如果上面结果跑出来了,就可以验证推荐结果是否正确。还是以384用户为例:
allRecs.lookup(384).head.take(10)
//res50: Array[Int] = Array(1539, 219, 1520, 775, 3161, 2711, 2503, 771, 853, 759)
topKRecs.map(_.product)
//res49: Array[Int] = Array(1539, 219, 1520, 775, 3161, 2711, 2503, 771, 853, 759)
接下来,我们可以计算所有推荐结果的准确度了,首先,得到每个用户评分过的所有商品:
val userProducts = ratings.map{ case Rating(user, product, rating) => (user, product) }.groupBy(_._1)
然后,预测的商品和实际商品关联求准确度:
// finally, compute the APK for each user, and average them to find MAPK
val MAPK = allRecs.join(userProducts).map{ case (userId, (predicted, actualWithIds)) =>
val actual = actualWithIds.map(_._2).toSeq
avgPrecisionK(actual, predicted, K)
}.reduce(_ + _) / allRecs.count
println("Mean Average Precision at K = " + MAPK)

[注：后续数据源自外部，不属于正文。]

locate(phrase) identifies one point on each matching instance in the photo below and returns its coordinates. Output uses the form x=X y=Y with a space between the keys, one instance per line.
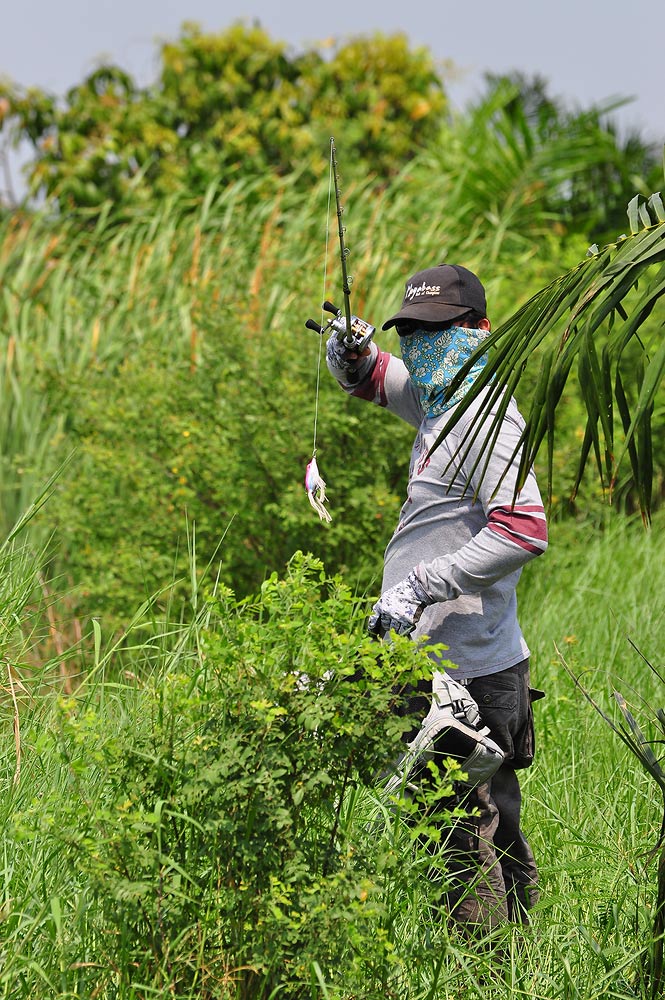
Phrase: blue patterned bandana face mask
x=433 y=358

//Mean Average Precision at K = 0.018827551771260383
其实,我们也可以使用Spark内置的算法计算RMSE和MAE:
// MSE, RMSE and MAE
import org.apache.spark.mllib.evaluation.RegressionMetrics
val predictedAndTrue = ratesAndPreds.map { case ((user, product), (actual, predicted)) => (actual, predicted) }
val regressionMetrics = new RegressionMetrics(predictedAndTrue)
println("Mean Squared Error = " + regressionMetrics.meanSquaredError)
println("Root Mean Squared Error = " + regressionMetrics.rootMeanSquaredError)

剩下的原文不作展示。